While the headline consumer price index is 2.7 per cent, between 2016 and 2017 published tuition and fee prices rose by 9 per cent at four-year state institutions, and 13 per cent at posher private colleges.
A large chunk of the hike was due to schools hiring more administrators (who “brand build” and recruit wealthy donors) and building expensive facilities designed to lure wealthier, full-fee-paying students. This not only leads to excess borrowing on the part of universities — a number of them are caught up in dicey bond deals like the sort that sunk the city of Detroit — but higher tuition for students.
BazHurl
After a career in equities, having graduated the Dreamy Spires with significant not silly debt, I had the pleasure of interviewing lots of the best and brightest graduates from European and US universities.

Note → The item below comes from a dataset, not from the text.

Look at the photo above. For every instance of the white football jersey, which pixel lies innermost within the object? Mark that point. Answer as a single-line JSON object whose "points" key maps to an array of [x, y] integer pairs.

Finance was attracting far more than its deserved share of the intellectual pie in the 90’s and Noughties in particular; so at times it was distressing to meet outrageously talented young men and women wanting to genuflect at the altar of the $, instead of building the Flux Capacitor. But the greater take-away was how mediocre and homogenous most of the grads were becoming. It seemed the longer they had studied and deferred entry into the Great Unwashed, the more difficult it was to get anything original or genuine from them. Piles and piles of CV’s of the same guys and gals: straight A’s since emerging into the world, polyglots, founders of every financial and charitable university society you could dream up … but could they honestly answer a simple question like “Fidelity or Blackrock – Who has robbed widows and orphans of more?”. Hardly. In short, few of them qualified as the sort of person you would willingly invite to sit next to you for fifteen hours a day, doing battle with pesky clients and triumphing over greedy competitors. All these once-promising 22 to 24 year old’s had somehow been hard-wired by the same robot and worse, all were entitled. Probably fair enough as they had excelled at everything that had been asked of them up until meeting my colleagues and I on the trading floors. Contrast this to the very different experience of meeting visiting sixth formers from a variety of secondary schools that used to tour the bank and with some gentle prodding, light up the Q&A sessions at tour’s end, fizzing with enthusiasm and desire. Now THESE kids I would hire ahead of the blue-chipped grads, most days. They were raw material that could be worked with and shaped into weapons. It was patently clear that University was no longer adding the expected value to these candidates and in fact was becoming quite the reverse.